Do you consider yourself a plunderphonics or sample-based artist? How do you choose your samples/why do you sample other artists?

I don’t consider Fire-Toolz to be plunderphonics or sample-based. Having the vaporwave tag in the string of associated genres is partially to blame for this confusion, because most vaporwave is sample-based. I’m just incorporating a sample-based genre into some parts of my songs. Fire-Toolz is no more vaporwave than it is harsh noise. I think sometimes when an artist samples another artist, some listeners then tend to wonder what is a sample and what isn’t when listening. People have asked me what metal vocalists I’m sampling and are surprised to hear that I’m recording them myself.

Interbeing (and Skinless X-1) incorporate far less sampling than my earlier work. It’s not that I’ve tried to get away from sampling as if it’s a bad thing. Sampling is sick. I have several on-going projects that are religiously sample-based, and I will never break those rules. It’s just that I’ve been less interested in finding the perfect sax pop verse to layer in or build upon, and more interested in composing all these melodies and progressions from the bottom up. Fire-Toolz was always original composition and instrumentation-based, but samples were sprinkled all around as part of the process and theme. At this point, the rare sample is even more intentional, and thus a more special moment.
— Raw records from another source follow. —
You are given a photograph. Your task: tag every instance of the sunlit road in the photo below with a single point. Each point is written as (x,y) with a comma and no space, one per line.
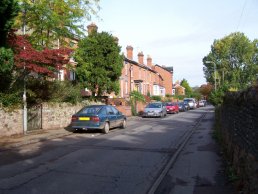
(123,161)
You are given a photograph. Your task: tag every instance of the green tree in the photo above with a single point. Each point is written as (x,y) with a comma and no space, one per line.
(99,63)
(6,68)
(188,89)
(235,58)
(51,20)
(8,11)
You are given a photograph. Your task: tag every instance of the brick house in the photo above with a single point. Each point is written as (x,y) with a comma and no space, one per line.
(178,89)
(136,75)
(167,74)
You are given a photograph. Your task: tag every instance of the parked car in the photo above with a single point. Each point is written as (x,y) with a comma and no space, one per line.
(202,103)
(172,107)
(192,103)
(186,105)
(182,107)
(103,117)
(155,109)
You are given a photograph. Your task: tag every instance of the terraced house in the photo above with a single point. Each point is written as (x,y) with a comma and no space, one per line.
(147,78)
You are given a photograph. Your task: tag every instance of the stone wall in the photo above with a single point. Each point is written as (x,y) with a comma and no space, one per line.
(11,123)
(238,124)
(53,116)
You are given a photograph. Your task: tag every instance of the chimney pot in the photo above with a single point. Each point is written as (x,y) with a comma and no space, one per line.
(140,57)
(129,50)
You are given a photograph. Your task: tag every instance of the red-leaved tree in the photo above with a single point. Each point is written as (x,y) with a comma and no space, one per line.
(45,62)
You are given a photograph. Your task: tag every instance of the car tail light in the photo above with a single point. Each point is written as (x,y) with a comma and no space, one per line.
(74,118)
(95,119)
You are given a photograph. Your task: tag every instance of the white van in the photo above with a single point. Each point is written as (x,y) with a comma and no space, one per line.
(192,102)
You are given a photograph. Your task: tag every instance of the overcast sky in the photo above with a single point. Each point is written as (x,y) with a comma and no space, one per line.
(177,33)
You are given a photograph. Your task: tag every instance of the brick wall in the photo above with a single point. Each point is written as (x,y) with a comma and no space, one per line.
(238,123)
(11,122)
(167,76)
(53,116)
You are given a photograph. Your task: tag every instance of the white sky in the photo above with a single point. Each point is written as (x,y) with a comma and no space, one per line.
(177,33)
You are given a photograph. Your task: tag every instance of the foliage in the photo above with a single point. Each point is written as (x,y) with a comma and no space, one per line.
(179,97)
(185,84)
(157,98)
(8,11)
(52,91)
(52,20)
(205,90)
(10,99)
(45,62)
(235,59)
(99,63)
(216,97)
(6,68)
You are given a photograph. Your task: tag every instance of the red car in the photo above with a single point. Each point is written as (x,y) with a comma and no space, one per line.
(172,107)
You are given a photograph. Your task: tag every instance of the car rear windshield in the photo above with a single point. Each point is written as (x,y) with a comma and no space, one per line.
(90,110)
(171,104)
(154,105)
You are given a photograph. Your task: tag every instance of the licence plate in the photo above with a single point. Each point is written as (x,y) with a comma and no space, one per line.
(84,118)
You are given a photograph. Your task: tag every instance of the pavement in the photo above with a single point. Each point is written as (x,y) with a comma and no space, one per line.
(198,169)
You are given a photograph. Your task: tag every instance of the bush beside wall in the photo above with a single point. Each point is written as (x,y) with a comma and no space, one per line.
(238,124)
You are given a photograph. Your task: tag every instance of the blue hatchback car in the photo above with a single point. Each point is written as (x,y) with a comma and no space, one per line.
(103,117)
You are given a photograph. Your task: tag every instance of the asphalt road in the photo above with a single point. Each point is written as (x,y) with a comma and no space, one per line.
(127,160)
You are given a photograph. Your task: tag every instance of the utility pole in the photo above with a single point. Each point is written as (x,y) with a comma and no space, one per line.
(215,78)
(24,97)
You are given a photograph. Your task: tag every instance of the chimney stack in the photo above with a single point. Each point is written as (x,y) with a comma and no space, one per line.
(140,57)
(91,28)
(129,50)
(116,39)
(149,61)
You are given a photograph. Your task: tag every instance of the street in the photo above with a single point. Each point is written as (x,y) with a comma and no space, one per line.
(131,160)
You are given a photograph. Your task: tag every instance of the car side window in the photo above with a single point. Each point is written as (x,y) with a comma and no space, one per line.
(109,111)
(103,111)
(115,111)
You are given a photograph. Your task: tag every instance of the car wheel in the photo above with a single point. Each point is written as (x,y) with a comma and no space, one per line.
(106,128)
(123,126)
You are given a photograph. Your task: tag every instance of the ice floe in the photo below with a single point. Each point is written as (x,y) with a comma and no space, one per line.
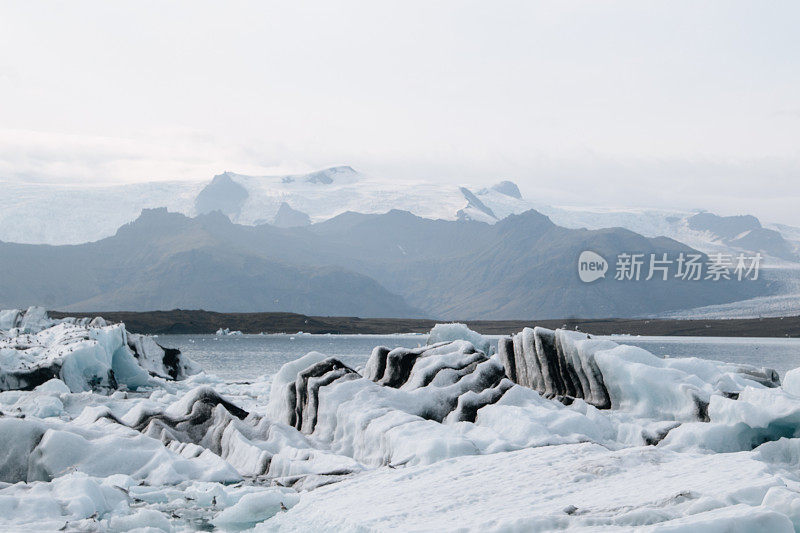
(105,430)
If I’ve taken a little chunk of someone else’s music and integrated it into my own song, then I adore that artist and listen to them on the regular. If it were safer to be more open about the samples, I’d be listing their names in the credits. There has been one exception to this, and it happens to be on the song of mine that’s gotten the most attention so far. It’s the Billy Idol sample on “All Deth Is U” from the Drip Mental album. I’m not a huge Idol fan! He was good in The Wedding Singer, but I was typically turned off by his music as a kid. I do love the song the sample came from, though. It’s probably because it sounds like other bands I like who were big at the time. I’ve always figured Billy was pissed about that. I bet he thought Depeche Mode and Duran Duran were a bunch of posers. The thing is, I kept hearing that fucking line “Eyes without a face…” in my head whenever I worked on that song, so I just did it.
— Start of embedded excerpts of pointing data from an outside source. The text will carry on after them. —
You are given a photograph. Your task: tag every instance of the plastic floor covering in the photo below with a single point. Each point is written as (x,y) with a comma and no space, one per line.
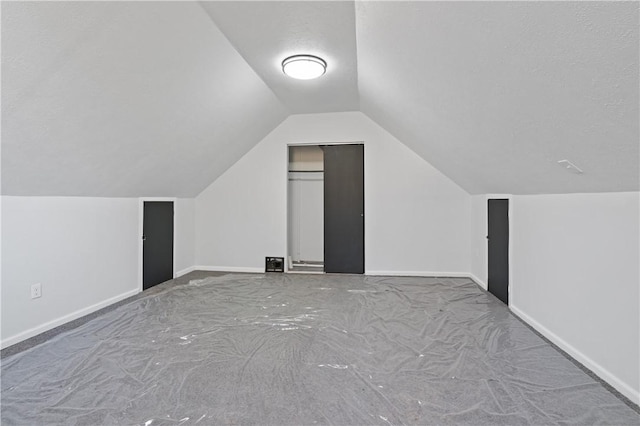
(305,349)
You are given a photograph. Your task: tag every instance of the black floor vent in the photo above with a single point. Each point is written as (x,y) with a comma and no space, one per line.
(274,264)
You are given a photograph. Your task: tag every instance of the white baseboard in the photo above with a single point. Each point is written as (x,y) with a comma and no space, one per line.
(479,282)
(64,319)
(229,269)
(185,271)
(603,373)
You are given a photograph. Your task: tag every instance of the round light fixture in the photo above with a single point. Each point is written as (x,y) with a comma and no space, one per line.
(304,67)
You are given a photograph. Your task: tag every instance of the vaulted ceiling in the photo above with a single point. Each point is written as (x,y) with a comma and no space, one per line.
(160,98)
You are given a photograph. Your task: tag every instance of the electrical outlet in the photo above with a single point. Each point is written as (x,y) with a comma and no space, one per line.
(36,291)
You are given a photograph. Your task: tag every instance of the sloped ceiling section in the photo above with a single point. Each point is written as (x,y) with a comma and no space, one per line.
(124,99)
(266,32)
(495,93)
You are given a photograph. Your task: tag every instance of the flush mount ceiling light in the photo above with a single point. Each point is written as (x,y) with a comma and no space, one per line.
(304,67)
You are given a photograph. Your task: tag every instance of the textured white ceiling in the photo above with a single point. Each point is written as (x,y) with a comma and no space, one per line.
(266,32)
(123,99)
(160,98)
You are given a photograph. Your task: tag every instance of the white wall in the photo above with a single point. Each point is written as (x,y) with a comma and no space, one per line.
(478,238)
(82,250)
(575,277)
(185,238)
(416,219)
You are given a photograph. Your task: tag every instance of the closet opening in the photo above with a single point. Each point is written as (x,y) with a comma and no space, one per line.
(306,209)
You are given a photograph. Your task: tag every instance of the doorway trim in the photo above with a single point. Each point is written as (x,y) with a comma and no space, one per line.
(485,250)
(141,201)
(286,189)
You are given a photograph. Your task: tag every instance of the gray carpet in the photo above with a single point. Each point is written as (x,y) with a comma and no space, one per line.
(304,349)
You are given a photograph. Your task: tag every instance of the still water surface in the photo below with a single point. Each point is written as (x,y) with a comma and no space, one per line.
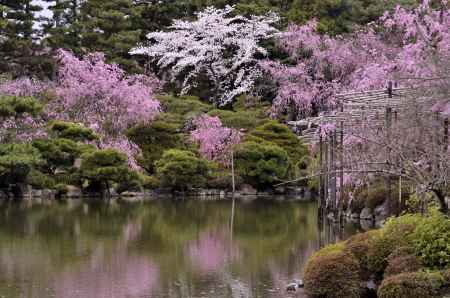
(157,249)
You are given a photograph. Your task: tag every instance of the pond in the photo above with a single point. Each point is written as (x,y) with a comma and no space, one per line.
(158,249)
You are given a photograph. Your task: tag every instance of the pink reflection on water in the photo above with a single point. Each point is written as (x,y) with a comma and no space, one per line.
(211,251)
(115,275)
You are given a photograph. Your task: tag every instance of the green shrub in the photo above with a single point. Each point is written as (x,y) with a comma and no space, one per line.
(246,119)
(187,106)
(60,153)
(16,162)
(72,131)
(223,180)
(180,169)
(149,182)
(415,284)
(402,260)
(40,180)
(431,240)
(283,136)
(15,106)
(153,139)
(359,245)
(394,234)
(333,272)
(101,168)
(61,189)
(261,164)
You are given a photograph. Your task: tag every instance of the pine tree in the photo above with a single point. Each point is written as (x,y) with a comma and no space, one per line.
(110,27)
(20,49)
(63,27)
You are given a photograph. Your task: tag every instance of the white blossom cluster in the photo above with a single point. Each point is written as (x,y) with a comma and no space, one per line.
(218,45)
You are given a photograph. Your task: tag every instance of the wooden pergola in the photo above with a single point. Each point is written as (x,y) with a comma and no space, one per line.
(379,107)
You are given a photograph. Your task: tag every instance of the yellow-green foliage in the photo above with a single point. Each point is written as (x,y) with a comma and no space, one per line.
(431,240)
(187,106)
(412,285)
(394,234)
(402,260)
(333,272)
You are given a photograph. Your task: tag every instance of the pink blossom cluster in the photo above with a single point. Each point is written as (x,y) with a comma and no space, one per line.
(404,45)
(23,87)
(215,140)
(25,128)
(104,98)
Ever since Drip Mental my sample palette has been primarily jazz that’s come out sometime between 1984-1994. A few snippets of early 2000s metalcore and second wave emo can be spotted throughout the discography as well. My sample usage is meant to be a juxtaposition and re-contextualization, so I don’t sample “experimental” or techno or industrial or anything like that.

I would really love to just contact the great artists that I’ve sampled and show them what I’ve done. That could quite possibly yield unfavorable results. See, if it were me, even if the song was really bad, I would be like “OMG that’s really cool, thanks, I’m glad my jams have touched your young soul in such a way that you found the inspiration to re-contextualize them in your own way!” But these are old people now, you know? They may be more old fashioned. They may get angry and think I’m trying to profit off of their labor. They might even call me a bad word, and I’m pretty sure you’re not allowed to cuss or feel anger if you’re on Windham Hill Records. I think my dream would be for one of these artists to contact me and ask me to collaborate on some music!

I did email Zenju Earthlyn Manuel’s camp about my sampling her guided meditation in the track [CODENAME_BONKERS]. I didn’t expect a reply but I’m sure someone has read it by now and decided to leave me alone. The sample is from a public YouTube video, but I chopped up her phrases a little and still credited her, so that made/makes me nervous. shrugs.